La crónica no pretendía ser más, sólo por hoy, que la certificación de una victoria, de la llegada a la última meta del vencedor de esta Vuelta a España de 100 tardes, de la celebración gozosa de la plenitud de Morante de la Puebla. Y ha acabado siendo otro canto al toreo grande de quien ha vestido el maillot amarillo de la torería en Valdemorillo y no se ha bajado del liderazgo desde entonces.
Ocho meses haciendo el milagro diario del toreo, una regularidad impensada en el arte, en la inspiración sostenida en el tiempo, basada en tres pilares: un valor silente -para torear más asentado, ceñido y despacio que nadie-; una poderosa técnica invisible -y una inteligencia privilegiada- bajo la apariencia de la belleza; y una variedad inalcanzable, ese archivo de viejas tauromaquias, que no ha dado dos obras maestras iguales. Y las ha habido memorables: en Sevilla, en Madrid, en Pamplona o en Salamanca.
A saber por todos esos pueblos por donde Morante ha desplegado su estrategia expansiva de la fiesta, su alegría de verónicas y esculturas. Rumboso el genio con los públicos; generoso con los ganaderos y las diversas sangres de la raza [Carlos Núñez este sábado de gloria]; paciente con el toro, su mala suerte y la lectura de los códigos de la bravura. Y desprendido, finalmente, para pisar el sitio del compromiso que nos ha traído aquí, a los pies de la sierra de Ubrique, para celebrar a un torero de época, su proeza y el privilegio de poder contarlo.
A las 19.30, cuando ya caía la noche, Morante dictó la última lección de 100 tardes. Después de agarrar los palos en un tercio de banderillas de menos más -ojo el segundo par asomándose al balcón y el tercero al quiebro-, pleno de majeza, fundió la enésima obra en el molde de lo imborrable.
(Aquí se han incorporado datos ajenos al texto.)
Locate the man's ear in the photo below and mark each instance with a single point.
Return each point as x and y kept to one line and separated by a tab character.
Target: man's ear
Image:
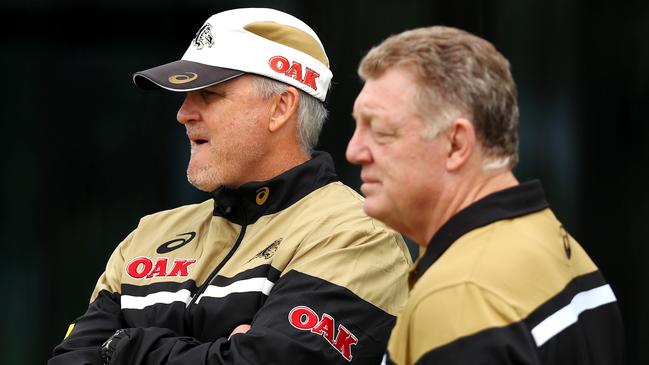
283	108
462	143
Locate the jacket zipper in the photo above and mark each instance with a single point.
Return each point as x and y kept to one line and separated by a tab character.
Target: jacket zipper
203	287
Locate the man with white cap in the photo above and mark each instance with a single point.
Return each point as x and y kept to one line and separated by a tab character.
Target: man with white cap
282	265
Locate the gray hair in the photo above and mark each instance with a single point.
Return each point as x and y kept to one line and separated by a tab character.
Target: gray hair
458	75
311	112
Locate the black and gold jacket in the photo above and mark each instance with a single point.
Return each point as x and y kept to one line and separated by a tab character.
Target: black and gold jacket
295	257
502	282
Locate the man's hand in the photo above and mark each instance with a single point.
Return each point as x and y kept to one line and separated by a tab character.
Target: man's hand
242	328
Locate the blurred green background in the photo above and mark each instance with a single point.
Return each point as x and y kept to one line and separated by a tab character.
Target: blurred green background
86	154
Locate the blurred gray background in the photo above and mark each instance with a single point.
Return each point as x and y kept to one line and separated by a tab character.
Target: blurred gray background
86	154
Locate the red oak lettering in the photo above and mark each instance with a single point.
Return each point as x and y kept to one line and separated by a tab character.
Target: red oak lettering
134	270
180	267
293	69
279	64
142	267
160	269
304	318
309	78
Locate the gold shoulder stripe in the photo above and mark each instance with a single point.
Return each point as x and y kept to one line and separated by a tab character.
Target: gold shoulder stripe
70	328
290	37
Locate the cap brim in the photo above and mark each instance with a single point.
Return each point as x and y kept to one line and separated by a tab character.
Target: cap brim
183	76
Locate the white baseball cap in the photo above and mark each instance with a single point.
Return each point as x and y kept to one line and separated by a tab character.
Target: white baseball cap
261	41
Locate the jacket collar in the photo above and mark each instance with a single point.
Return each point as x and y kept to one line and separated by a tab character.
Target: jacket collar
510	203
250	201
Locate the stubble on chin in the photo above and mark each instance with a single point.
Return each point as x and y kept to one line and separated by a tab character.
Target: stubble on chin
203	178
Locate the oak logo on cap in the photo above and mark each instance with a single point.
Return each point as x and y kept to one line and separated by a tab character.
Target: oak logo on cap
293	69
204	37
183	78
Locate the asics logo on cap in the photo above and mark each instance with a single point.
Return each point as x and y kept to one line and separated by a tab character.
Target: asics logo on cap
183	78
204	37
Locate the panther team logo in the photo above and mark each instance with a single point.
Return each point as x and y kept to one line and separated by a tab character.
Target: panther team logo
204	37
305	319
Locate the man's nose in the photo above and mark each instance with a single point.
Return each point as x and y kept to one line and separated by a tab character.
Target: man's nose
188	111
357	152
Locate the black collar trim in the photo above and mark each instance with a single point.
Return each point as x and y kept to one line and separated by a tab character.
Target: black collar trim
250	201
510	203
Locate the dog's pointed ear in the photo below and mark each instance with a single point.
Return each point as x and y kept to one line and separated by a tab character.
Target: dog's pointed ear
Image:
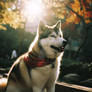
58	25
42	27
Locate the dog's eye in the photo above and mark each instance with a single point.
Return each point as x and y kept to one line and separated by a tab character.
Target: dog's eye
53	36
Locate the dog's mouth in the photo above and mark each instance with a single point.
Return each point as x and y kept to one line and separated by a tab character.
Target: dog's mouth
59	49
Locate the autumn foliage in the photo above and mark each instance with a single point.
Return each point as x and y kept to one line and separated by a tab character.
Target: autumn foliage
81	9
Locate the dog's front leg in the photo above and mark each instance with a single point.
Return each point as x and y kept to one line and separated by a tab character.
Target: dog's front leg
51	89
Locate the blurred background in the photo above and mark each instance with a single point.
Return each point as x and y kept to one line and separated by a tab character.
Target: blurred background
19	20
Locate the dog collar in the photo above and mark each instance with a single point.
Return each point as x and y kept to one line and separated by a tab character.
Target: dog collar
37	62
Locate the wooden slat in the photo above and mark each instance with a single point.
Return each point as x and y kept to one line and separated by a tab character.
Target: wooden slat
66	87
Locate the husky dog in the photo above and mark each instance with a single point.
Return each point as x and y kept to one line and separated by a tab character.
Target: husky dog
38	69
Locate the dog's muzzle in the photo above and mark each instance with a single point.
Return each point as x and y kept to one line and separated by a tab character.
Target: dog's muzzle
61	48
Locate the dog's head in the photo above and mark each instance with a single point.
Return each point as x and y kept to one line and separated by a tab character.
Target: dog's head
51	39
Desde el principio, sentado en el estribo, rodilla en tierra, al epílogo por naturales apaulados, invocando a Rafael, todo desprendió peso, poso y hondura. El toro de Carlos Núñez reivindicó el honor de su sangre y el maestro, el caro compás de su arte. Tan hundido en su derecha o en el crujido de su izquierda. No importaron los pinchazos y un aviso para que el palco pusiera el broche de las dos orejas a un año inconmensurable.
Atrás habían quedado el brindis a su apoderado, Pedro Marques, y un viento calmado que peinaba la última arena que pisaba MdlP, a sus 43 años y 25 redondos de alternativa. Vestía un terno negro con hilo blanco, uno de los 10 que ha estrenado este año. Dejó un discurso inconcluso de armonías con un lindo toro que colocaba bien la cara, que venía pero no se iba. El tranco más de los núñez no apareció esta vez y la espada no sumó.
A Aguado le sonrió la suerte con un toro aún más sesentero, que a su buen inicio en los embroques le ponía clase, especialmente por la mano izquierda, sobre todo cuando le exigió abajo, evitando distracciones. Pablo dibujó una bonita e ingrávida faena que cambió por una oreja. La corrida que había subido con el notable segundo toro de Morante dio también un sexto de viaje largo y manos muy cortas, siempre un punto rebrincado. Pablo Aguado, que había brindado al maestro, no quiso quedarse atrás. Y a la postre lo acompañó con un trofeo más.
El rejoneador Andrés Romero le cortó el rabo a un toro extraordinario -fabuloso el ritmo- de Bohórquez, premiado con la vuelta en el arrastre. Al anterior, leve, pastueño y flojo, también le puso una ferretería.
A hombros arroparon a Morante y parecía que iba solo.